O cemitério dos elefantes no qual nunca nenhum humano esteve apesar da busca incessante por o descobrir, na imensidão africana. Dizem que é protegido por antigos deuses e guardiões milenares.
Existe a tentação de comparar o ocaso da careira dum futebolista com esse caminho solitário de quem sente que o fim está próximo. É uma forma bonita de romancear o final dum longo trajeto de vida. Penso naqueles que após pisarem os maiores relvados do Mundo buscam um retiro de serenidade introspectiva. Os "Eldorados" financeiros (árabes ou americanos) tiraram romantismo a este capítulo da natureza. Existem, porém, resistentes que fazem continuar a crer nessa viagem e último local existencial que dê sentido a tudo antes.
2 Não existe outro local como a América do Sul-latina para levitar esse romance futebolístico. Nos tempos recentes, Tevéz no regresso às origens de La Boca e agora Luis Suárez regressado, aos 35 anos, para jogar no Nacional, onde começara na primeira equipa aos 18 anos, nascido na cidade, Salto, que, misteriosamente, mais craques (de Pedro Rocha a Cavani) deu ao futebol uruguaio.

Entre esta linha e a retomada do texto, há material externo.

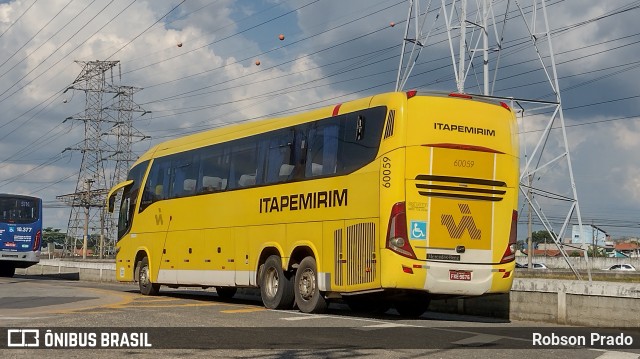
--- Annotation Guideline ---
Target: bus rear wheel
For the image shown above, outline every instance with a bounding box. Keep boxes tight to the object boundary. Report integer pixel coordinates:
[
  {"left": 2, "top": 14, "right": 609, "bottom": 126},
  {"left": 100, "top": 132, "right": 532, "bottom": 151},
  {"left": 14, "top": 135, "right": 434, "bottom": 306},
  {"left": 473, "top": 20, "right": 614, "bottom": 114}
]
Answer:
[
  {"left": 138, "top": 257, "right": 160, "bottom": 295},
  {"left": 260, "top": 255, "right": 295, "bottom": 309},
  {"left": 0, "top": 267, "right": 16, "bottom": 278},
  {"left": 294, "top": 257, "right": 327, "bottom": 313}
]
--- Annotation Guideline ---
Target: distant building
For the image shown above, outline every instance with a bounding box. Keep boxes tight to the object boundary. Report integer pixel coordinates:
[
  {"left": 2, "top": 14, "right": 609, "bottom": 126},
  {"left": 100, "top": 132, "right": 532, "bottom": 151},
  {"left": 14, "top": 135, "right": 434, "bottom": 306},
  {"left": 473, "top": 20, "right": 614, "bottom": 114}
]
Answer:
[
  {"left": 615, "top": 242, "right": 640, "bottom": 258},
  {"left": 571, "top": 224, "right": 609, "bottom": 247}
]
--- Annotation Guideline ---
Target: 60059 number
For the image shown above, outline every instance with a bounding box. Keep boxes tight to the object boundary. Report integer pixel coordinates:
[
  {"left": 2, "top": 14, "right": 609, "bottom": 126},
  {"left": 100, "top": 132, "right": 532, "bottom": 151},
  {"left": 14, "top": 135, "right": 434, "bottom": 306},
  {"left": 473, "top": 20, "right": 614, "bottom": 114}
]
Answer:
[
  {"left": 382, "top": 156, "right": 391, "bottom": 188},
  {"left": 453, "top": 160, "right": 473, "bottom": 168}
]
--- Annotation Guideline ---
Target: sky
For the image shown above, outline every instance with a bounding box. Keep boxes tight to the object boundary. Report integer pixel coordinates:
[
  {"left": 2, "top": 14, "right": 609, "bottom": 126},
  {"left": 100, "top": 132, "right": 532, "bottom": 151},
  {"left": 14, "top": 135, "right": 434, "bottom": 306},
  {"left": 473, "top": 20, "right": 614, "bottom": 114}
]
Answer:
[{"left": 0, "top": 0, "right": 640, "bottom": 242}]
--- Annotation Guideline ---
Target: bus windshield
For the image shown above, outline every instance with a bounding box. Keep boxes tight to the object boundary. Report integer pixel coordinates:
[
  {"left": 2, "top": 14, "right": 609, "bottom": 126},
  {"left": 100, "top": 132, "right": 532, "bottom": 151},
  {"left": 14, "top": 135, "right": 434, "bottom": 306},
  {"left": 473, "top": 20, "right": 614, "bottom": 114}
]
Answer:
[{"left": 0, "top": 198, "right": 39, "bottom": 224}]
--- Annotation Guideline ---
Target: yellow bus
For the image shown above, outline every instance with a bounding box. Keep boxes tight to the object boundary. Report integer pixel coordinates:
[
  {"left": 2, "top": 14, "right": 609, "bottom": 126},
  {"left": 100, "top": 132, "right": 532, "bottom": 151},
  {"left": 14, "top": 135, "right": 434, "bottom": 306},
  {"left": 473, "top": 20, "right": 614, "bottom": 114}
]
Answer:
[{"left": 108, "top": 91, "right": 519, "bottom": 317}]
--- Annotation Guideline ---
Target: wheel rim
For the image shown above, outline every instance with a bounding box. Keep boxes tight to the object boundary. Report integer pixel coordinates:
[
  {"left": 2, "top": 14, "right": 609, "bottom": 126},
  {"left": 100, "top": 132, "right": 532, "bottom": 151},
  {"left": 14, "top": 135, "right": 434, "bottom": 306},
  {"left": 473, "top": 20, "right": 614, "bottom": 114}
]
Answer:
[
  {"left": 265, "top": 268, "right": 278, "bottom": 298},
  {"left": 298, "top": 269, "right": 316, "bottom": 300}
]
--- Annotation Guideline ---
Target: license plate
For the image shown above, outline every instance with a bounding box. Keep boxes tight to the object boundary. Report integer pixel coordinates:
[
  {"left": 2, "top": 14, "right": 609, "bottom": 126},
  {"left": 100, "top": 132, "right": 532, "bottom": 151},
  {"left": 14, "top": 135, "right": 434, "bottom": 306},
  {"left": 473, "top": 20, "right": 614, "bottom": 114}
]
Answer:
[{"left": 449, "top": 270, "right": 471, "bottom": 280}]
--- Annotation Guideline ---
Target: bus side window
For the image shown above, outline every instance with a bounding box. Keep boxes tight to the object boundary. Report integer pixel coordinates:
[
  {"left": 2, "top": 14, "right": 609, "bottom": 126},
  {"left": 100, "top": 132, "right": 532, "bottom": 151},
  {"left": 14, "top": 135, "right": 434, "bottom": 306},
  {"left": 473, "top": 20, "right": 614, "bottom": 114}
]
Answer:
[
  {"left": 169, "top": 152, "right": 200, "bottom": 198},
  {"left": 305, "top": 118, "right": 340, "bottom": 178},
  {"left": 338, "top": 106, "right": 387, "bottom": 173},
  {"left": 140, "top": 157, "right": 171, "bottom": 212},
  {"left": 260, "top": 129, "right": 295, "bottom": 183},
  {"left": 198, "top": 145, "right": 229, "bottom": 193},
  {"left": 229, "top": 141, "right": 260, "bottom": 188}
]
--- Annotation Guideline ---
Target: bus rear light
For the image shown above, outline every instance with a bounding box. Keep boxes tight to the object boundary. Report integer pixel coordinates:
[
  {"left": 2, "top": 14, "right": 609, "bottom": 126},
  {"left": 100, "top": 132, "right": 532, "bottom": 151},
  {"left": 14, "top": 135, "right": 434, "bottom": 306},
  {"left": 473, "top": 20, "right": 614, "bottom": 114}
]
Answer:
[
  {"left": 500, "top": 210, "right": 518, "bottom": 263},
  {"left": 31, "top": 231, "right": 42, "bottom": 251},
  {"left": 449, "top": 92, "right": 473, "bottom": 100},
  {"left": 386, "top": 202, "right": 416, "bottom": 259}
]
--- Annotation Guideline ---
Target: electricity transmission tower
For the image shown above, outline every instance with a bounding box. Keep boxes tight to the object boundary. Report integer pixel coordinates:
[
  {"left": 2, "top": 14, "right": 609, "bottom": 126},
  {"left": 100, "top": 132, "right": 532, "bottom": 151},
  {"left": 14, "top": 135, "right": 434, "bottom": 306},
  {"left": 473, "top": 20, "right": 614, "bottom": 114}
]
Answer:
[
  {"left": 56, "top": 61, "right": 144, "bottom": 258},
  {"left": 396, "top": 0, "right": 591, "bottom": 280},
  {"left": 100, "top": 86, "right": 150, "bottom": 253}
]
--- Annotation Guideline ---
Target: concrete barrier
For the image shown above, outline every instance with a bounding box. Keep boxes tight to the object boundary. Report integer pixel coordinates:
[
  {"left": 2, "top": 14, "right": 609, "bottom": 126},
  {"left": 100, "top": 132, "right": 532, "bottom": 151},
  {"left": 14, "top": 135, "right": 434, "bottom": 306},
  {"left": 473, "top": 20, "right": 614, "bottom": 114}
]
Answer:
[
  {"left": 16, "top": 259, "right": 640, "bottom": 328},
  {"left": 16, "top": 259, "right": 116, "bottom": 282}
]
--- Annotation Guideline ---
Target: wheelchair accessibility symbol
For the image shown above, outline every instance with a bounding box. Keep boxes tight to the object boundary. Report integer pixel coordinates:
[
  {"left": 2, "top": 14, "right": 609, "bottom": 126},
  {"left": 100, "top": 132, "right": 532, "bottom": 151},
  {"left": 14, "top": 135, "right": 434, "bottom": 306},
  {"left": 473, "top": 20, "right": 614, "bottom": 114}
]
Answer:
[{"left": 409, "top": 221, "right": 427, "bottom": 239}]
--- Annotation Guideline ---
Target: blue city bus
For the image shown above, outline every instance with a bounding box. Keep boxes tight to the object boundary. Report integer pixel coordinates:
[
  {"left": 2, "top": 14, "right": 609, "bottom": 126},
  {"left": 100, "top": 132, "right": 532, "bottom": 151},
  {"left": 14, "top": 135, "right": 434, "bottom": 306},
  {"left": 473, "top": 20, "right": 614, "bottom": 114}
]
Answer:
[{"left": 0, "top": 193, "right": 42, "bottom": 277}]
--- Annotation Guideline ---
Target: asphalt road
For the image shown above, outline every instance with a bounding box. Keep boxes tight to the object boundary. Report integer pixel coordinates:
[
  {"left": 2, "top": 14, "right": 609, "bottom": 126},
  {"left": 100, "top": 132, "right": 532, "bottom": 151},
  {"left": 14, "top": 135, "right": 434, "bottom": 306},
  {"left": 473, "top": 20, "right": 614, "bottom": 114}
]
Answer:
[{"left": 0, "top": 275, "right": 640, "bottom": 359}]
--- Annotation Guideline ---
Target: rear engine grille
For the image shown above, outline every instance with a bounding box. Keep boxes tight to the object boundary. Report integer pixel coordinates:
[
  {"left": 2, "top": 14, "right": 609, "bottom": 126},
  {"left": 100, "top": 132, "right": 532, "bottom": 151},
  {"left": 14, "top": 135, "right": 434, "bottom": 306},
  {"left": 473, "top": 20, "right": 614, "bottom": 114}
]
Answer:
[
  {"left": 334, "top": 223, "right": 376, "bottom": 286},
  {"left": 416, "top": 175, "right": 507, "bottom": 202}
]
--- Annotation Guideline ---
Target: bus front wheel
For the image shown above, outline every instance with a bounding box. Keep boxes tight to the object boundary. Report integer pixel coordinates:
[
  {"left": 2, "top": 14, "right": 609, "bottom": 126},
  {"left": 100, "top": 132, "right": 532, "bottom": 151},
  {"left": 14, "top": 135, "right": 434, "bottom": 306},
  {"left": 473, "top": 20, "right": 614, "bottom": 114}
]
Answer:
[
  {"left": 138, "top": 257, "right": 160, "bottom": 295},
  {"left": 260, "top": 255, "right": 295, "bottom": 309},
  {"left": 294, "top": 257, "right": 327, "bottom": 313}
]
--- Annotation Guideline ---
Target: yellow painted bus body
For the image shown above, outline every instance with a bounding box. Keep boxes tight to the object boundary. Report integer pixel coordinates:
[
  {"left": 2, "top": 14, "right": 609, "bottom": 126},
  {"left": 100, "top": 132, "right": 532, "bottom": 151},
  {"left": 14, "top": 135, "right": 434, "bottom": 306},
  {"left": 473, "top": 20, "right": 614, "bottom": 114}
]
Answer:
[{"left": 109, "top": 93, "right": 518, "bottom": 314}]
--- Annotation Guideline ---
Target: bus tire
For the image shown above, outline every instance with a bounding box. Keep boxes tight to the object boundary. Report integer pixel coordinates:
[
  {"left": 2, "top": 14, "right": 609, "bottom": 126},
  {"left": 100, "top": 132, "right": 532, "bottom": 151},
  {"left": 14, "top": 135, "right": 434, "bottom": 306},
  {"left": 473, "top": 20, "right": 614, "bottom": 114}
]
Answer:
[
  {"left": 0, "top": 267, "right": 16, "bottom": 278},
  {"left": 260, "top": 255, "right": 295, "bottom": 309},
  {"left": 294, "top": 257, "right": 327, "bottom": 313},
  {"left": 216, "top": 287, "right": 238, "bottom": 299},
  {"left": 137, "top": 257, "right": 160, "bottom": 295}
]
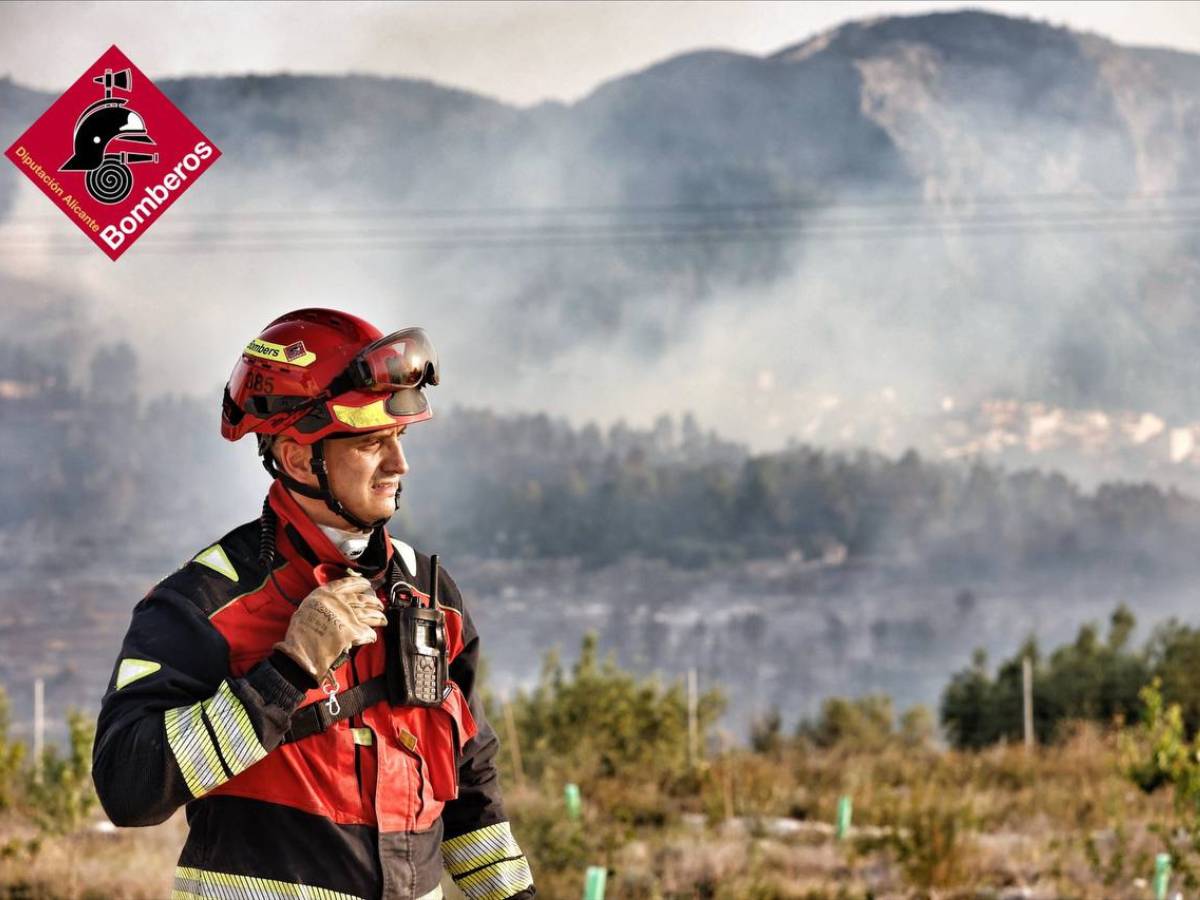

Saíra em 2006, após ser campeão, para o Groningen, entrando na Europa que o consagrou do Ajax, Liverpool, Barcelona a At. Madrid. Podia ter ido agora para a MLS mas, tal como fizeram "El Chino" Recoba, Forlán ou "El loco" Abreu, preferiu voltar ao seu Uruguai. A diferença é que, ao contrário dessas lendas, Suárez ainda está vivo para jogar mais um Mundial, em dezembro, altura em que termina o acordo com Nacional.
O simples rumor do seu regresso já desperta a loucura em Montevidéu. Achavam impossível. E seria, de facto, se não fosse esse o desejo de Luisito. Por isso, esta última noite em que o Nacional entrou para jogar os quartos da Copa Sul-Americana. não poderia ser apenas mais um jogo. Sem jogar 90 minutos desde fevereiro e a treinar só há uma semana, Suárez foi, claro, para o banco. Jogou os últimos 15 minutos.
Está, naturalmente, sem ritmo e com uns quilos a mais, mas os movimentos estiveram lá. A bola picou-lhe à frente algumas vezes em vez de ficar controlada, redonda. Esteve, porém, no passe para a melhor oportunidade (bola no poste) e acabou o jogo com o seu carácter, a protestar com o árbitro sobre o tempo de descontos e uma falta a acabar. E, também importante dizer, não mordeu nenhum adversário.
Para o "dentuça charrúa" esse é um gesto, de garra ou impotência, que lhe marca a imagem e carreira, até num Mundial, quando numa dividida (com a bola longe) cravou os dente no duro central italiano Chiellini. As câmaras, porém, denunciaram-no e Suárez ficou fora do Mundial.
3~Voltar agora para preparar o seu último Mundial com a "Celeste" é maior do que a lenda dos elefantes. É o futebol a reconciliar-se com o tráfico de emoções que faz a sua essência, dos "hinchas" a chorarem nas bancadas até às cinco mil camisolas com o seu nome e n.º 9 vendidas num dia ou os velhos e crianças subitamente juntos na mesma geração para aplaudirem o ídolo. O golo marcado ao Rentistas na estreia na Liga uruguaia explodiu a loucura! Tudo isto pode soar a um tango de Gardel, um sentimento que se dança (ou, neste caso, que se joga dentro duma "cancha de fútbol").
Nestes momentos, sinto-me uruguaio em termos futebolísticos porque pura e simplesmente é deste tipo de matéria emocional latino-americana da qual a minha sensibilidade se aproxima.
Por isso, o "meu futebol" está, tantas vezes, mais nestes locais distantes do que na Europa onde sempre vivi. A vida espiritual, essa, está quase sempre noutros locais. Reais ou imaginários, o único paraíso, como a memória, do qual nunca poderemos ser expulsos.
Nota: E no fim, para tornar tudo ainda mais romântico, perdemos e afogámos as mágoas com música, copos e histórias com bola. "Te amo fútbol"!